Durante quase sete anos, uma equipa de voluntárias, que por acaso eram só mulheres, esteve presente na vida destes dois jovens, hoje com 27 e 28 anos, e na vida de Carolina, ainda antes de nascer. No início estavam presentes todas as semanas, motivando o casal para uma nova fase, ajudando na procura de trabalho, acompanhando a mãe nas consultas pré-natais e nas consultas pediátricas, após o nascimento da menina. Enquanto estiveram no quarto, estas mulheres passavam por lá para assegurar que tinham as condições mínimas de higiene e de alimentação. Quando se mudaram para o apartamento, ensinaram e ajudaram a organizar a casa, capacitando-os com autonomia nas lides domésticas.
As visitas foram sendo mais espaçadas, à medida que a família evidenciava sinais de adaptação às novas condições e de sustentabilidade emocional para superar as dificuldades. Os cabazes alimentares e de higiene continuam a ser entregues e a relação que se construiu confirma-se na presença dos pais da Carolina em todos os eventos que a associação promove, seja uma ida ao circo, ao cinema, um picnic…
Não há nada como retratarmos situações reais para se demonstrar o impacto que cada um de nós, a troco de nada, a não ser de boa consciência, pode ter na vida de outros e de outros que estão porvir.
A Carolina é fruto de duas pessoas que, no caos e na desgraça, se encontraram, se amaram, se ultrapassaram e que foram abençoadas, no seu caminho, com outras pessoas que se interessaram, que acreditaram, que se esforçaram e que estiveram lá para amparar, para dar amor e para fazer parte da vida deles.

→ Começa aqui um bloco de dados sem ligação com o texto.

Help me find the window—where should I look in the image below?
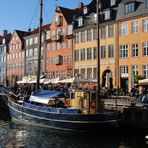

A todos os que desvalorizam os voluntários e que não compreendem o que leva alguém a sair de casa num dia de chuva forte, com temperaturas reduzidas e em pleno inverno, lembrem-se do que é amar, cuidar e assumir a responsabilidade alheia.
Aqui fica o meu contributo a todos os cidadãos que dão o que de mais precioso têm em benefício dos outros: o tempo, que não tem preço.